WASHINGTON — Can you donate blood after receiving a COVID-19 vaccine? The answer's not as simple as you might expect.
According to the American Red Cross and Inova Blood Donor Services, you can donate blood, platelets and AB elite plasma after you've been vaccinated.
There is no waiting period, as long as you're symptom-free and feeling good when you show up to donate.
But under guidance issued by the Food and Drug Administration, people vaccinated for COVID-19 currently can't donate convalescent plasma.
The Red Cross says it is evaluating that restriction.
Here's a tip if you plan to donate: bring your vaccine card with you. The Red Cross and Inova Blood Donor Services say they'll check which vaccine you got when show up.

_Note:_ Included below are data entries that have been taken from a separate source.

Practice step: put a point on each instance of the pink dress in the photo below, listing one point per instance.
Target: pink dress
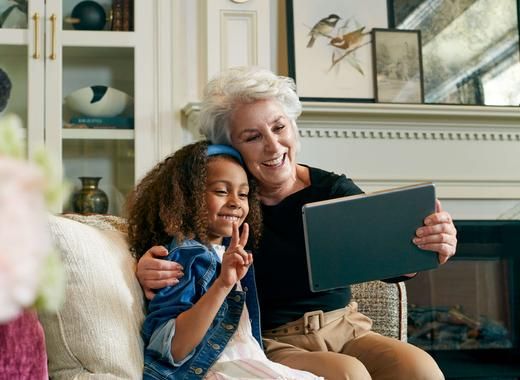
(243, 358)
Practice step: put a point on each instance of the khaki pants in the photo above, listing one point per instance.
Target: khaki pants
(340, 345)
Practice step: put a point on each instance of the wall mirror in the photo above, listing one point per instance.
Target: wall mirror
(470, 48)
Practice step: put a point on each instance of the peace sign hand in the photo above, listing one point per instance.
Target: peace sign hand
(236, 260)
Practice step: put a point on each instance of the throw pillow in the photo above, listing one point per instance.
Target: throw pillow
(96, 334)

Only the Pfizer, Moderna or J&J vaccines have been granted Emergency Use Authorization in the U.S. But additional vaccines are being administered in other countries, including the AstraZeneca and Novavax vaccines.

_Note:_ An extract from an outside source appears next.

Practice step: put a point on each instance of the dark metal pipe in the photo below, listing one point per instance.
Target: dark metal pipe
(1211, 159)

If you donate at the Red Cross, there is no waiting period if you received the AstraZeneca, J&J, Moderna, Novavax or Pfizer vaccine.

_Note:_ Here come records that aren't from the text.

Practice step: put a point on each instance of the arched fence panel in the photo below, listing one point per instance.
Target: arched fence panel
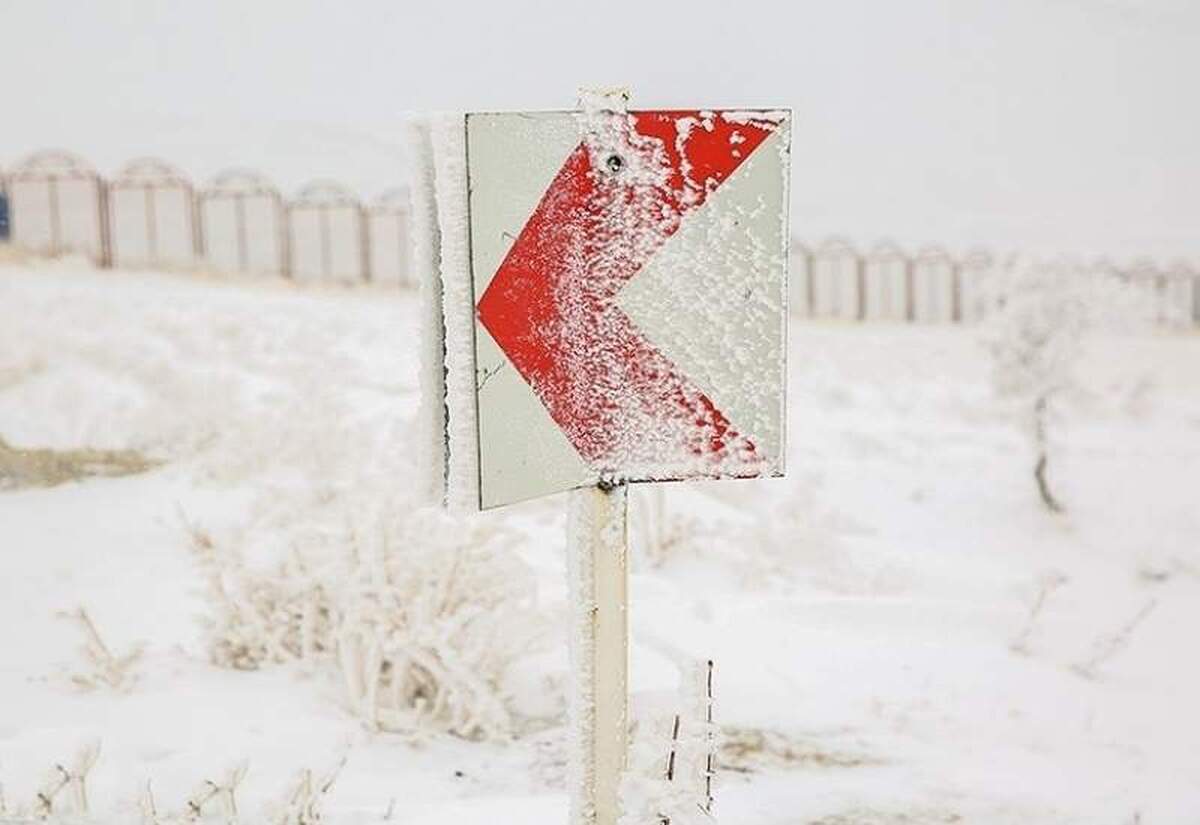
(153, 216)
(837, 276)
(328, 235)
(243, 226)
(886, 281)
(936, 294)
(57, 206)
(977, 284)
(389, 233)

If you don't know which vaccine you got, you'll need to wait two extra weeks before you can donate.
Inova Blood Donor Services is more restrictive. They only accept donations if you've received the Pfizer, Moderna or J&J vaccine.
If you've received any other vaccine, Inova says you'll need to wait 12 months to donate.
Blood donation has reached a critical low during the pandemic. It's a potentially life-threatening problem for many who rely on transfusions, including people fighting blood disorders, cancer and other health threats.
Many blood donation centers are issuing urgent calls for blood donors.
If you've been vaccinated and want to donate, call the center to confirm their guidelines.